Barbara ran toward the entrance gates, then heard the sound of a dull thud, followed by an agonized cry. Turning momentarily to look, she saw that No Face had fallen to the ground. Chet was close-by, still holding a chunk of fallen tombstone with which he had hit No Face over the head. Was he dead from the blow? Barbara did not wait to find out. She began running again.
Before Barbara could reach the gates, something caught around her ankle. She stumbled and fell. Lying on the wet stone walk between two fallen tombstones, she looked down to see what had caused her to fall. Chet had reached out and hooked the crook of his cane around her ankle. Now he stood over her.
"Chet, don't!" she pleaded, looking up at him helplessly.
What words could she say that would put him off? Could any? If not, she had to say what she felt.
"What pleasure could you get out of forcing yourself on someone who doesn't want you?"
He had a crazed look on his handsome face. "For me, it's even more than pleasure. I told you once, what I couldn't get, I always wanted more. Since I could get almost anything I ever wanted, it made the unattainable even more desirable. That's what you've become to me."
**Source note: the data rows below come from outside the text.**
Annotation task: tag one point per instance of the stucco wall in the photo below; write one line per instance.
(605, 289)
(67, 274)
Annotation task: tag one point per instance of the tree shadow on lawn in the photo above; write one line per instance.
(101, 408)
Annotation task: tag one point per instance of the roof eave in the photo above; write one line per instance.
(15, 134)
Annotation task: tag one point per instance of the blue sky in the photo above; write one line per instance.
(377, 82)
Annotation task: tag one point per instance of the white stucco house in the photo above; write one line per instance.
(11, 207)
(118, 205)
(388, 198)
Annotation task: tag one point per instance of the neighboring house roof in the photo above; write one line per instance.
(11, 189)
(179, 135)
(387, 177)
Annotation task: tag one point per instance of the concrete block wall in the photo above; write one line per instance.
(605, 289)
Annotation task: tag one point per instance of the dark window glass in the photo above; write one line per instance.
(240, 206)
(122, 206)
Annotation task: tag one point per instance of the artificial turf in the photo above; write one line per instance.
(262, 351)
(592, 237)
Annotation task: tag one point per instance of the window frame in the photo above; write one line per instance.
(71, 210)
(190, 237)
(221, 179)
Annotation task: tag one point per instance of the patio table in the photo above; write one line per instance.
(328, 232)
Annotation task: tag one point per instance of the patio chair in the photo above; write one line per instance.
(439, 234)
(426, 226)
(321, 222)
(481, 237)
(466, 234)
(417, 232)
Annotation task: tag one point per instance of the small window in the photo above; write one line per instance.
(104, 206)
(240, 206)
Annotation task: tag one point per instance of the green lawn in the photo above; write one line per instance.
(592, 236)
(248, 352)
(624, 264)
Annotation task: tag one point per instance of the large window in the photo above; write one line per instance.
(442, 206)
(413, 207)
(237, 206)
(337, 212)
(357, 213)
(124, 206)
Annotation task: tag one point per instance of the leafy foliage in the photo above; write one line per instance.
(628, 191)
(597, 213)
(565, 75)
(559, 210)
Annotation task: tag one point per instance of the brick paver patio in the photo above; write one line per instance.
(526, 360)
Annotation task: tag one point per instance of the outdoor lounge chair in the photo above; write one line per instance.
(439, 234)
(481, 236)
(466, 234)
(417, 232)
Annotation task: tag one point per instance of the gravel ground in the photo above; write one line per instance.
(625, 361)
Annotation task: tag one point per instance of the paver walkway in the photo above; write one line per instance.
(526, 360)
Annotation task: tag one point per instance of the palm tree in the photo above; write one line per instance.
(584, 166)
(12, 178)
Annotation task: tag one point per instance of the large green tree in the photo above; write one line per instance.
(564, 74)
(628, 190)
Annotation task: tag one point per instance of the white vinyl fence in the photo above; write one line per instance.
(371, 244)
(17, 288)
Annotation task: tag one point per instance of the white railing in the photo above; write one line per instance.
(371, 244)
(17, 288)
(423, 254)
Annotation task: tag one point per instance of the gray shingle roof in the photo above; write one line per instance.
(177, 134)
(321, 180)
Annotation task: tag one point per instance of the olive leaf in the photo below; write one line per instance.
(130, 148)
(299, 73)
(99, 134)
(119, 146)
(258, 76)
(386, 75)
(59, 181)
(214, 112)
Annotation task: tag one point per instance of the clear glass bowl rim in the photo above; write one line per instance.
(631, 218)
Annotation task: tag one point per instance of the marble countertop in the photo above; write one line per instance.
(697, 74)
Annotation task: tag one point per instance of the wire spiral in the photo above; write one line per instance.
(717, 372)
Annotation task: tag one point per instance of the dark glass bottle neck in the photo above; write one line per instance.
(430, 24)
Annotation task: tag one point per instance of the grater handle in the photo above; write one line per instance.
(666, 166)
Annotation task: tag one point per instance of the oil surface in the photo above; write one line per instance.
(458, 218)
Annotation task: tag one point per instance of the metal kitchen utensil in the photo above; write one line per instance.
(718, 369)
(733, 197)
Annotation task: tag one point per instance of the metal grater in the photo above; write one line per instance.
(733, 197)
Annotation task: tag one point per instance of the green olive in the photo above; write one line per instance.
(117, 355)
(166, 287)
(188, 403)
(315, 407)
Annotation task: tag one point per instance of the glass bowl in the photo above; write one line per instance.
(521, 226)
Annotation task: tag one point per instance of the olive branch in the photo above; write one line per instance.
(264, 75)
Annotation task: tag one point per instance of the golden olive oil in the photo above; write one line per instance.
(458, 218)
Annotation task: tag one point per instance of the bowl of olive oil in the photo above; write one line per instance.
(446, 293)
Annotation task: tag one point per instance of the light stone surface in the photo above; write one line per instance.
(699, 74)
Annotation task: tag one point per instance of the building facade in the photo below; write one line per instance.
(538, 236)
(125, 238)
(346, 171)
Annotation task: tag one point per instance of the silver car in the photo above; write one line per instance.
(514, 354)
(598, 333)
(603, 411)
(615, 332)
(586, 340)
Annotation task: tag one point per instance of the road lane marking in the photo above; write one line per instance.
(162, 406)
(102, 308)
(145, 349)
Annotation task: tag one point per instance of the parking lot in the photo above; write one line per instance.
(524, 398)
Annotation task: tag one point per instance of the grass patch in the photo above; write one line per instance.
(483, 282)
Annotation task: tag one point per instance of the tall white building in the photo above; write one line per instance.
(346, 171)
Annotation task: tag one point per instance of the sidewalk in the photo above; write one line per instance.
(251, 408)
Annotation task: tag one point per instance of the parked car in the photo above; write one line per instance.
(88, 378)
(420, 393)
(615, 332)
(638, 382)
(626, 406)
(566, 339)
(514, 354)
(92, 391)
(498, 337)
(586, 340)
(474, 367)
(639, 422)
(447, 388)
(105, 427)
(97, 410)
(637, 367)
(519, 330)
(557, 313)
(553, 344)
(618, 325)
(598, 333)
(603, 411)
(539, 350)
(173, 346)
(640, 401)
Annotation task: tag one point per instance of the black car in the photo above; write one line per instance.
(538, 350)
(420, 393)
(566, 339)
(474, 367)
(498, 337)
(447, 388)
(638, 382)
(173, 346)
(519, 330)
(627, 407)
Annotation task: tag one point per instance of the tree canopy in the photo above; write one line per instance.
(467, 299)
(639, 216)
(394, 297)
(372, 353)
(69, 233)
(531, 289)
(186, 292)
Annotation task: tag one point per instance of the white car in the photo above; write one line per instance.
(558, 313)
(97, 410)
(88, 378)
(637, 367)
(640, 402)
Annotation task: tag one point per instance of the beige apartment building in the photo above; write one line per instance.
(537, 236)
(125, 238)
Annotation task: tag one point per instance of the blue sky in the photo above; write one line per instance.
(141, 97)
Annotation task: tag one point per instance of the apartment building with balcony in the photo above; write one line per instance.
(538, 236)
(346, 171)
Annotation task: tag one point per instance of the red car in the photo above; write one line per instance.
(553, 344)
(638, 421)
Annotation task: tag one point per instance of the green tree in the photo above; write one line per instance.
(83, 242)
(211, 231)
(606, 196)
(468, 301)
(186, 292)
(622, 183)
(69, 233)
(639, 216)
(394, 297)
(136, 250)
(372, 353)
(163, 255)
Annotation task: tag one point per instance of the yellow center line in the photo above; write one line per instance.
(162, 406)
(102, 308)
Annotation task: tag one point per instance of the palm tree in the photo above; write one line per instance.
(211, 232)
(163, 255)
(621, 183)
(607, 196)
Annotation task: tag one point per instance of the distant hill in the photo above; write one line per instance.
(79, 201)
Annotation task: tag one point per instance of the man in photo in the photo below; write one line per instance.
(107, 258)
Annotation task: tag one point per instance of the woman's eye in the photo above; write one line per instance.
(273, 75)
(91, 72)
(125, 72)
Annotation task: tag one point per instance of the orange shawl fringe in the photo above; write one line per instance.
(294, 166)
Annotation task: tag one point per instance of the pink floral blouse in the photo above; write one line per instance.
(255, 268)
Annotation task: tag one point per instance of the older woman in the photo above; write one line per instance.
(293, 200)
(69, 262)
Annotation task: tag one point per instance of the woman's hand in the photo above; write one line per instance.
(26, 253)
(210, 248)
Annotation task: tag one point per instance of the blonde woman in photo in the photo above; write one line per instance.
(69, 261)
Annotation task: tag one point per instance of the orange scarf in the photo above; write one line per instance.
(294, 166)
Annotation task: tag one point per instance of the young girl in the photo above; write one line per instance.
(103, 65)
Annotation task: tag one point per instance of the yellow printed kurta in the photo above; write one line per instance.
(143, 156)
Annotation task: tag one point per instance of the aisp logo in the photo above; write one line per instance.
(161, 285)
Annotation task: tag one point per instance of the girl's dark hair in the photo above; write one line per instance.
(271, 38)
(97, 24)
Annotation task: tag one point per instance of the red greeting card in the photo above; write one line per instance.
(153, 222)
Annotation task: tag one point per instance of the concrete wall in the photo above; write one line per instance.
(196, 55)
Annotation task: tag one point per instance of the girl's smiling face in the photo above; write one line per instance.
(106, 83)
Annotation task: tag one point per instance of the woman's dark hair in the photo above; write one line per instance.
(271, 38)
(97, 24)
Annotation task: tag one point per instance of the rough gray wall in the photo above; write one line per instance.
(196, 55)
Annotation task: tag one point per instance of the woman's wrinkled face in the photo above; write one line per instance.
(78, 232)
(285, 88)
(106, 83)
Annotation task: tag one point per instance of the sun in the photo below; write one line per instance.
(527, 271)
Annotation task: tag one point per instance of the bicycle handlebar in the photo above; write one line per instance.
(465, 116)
As he spoke, he began opening his pants and lowering himself onto her. Pinning her arms down at her side, he tore her raincoat open, then ripped her blouse over her breasts and began kissing them.
She would say more to him, before he took her, then killed her. He was crazy, she was more certain now. Live or die, she had to tell him.
"You'll be found out. Not only for what you're doing to me, but what you did to Paul and Gail. I've written to Gail's parents about you. I sent them the letter I got from a girl you'd been with, when you drove the car drunk that killed Gail. And I've told them to have your company investigated for making unsafe airplane parts and munitions devices for bombs like the Nazis dropped on London."
He released one of her arms just long enough to tear open her slacks, then grab the arm again. He was about to thrust himself into her when her accusations finally seemed to reach him.
"You didn't write anyone," he challenged.
She thought she had nothing to lose. If I'm to die, at least I'll tell the bastard off! "I did. Just a week ago. You're being investigated right now, for Gail's death and for war profiteering. Your company makes unsafe airplane parts and even before the war you went to Germany and had a Nazi girlfriend, that Fraulein you brought to Paul's and Gail's wedding. The family she belongs to is Germany's largest munitions dealer. I wouldn't put it past you to have supplied them with the timing devices they later put in the bombs that were dropped over London during the Blitz. Or the missiles that are coming now."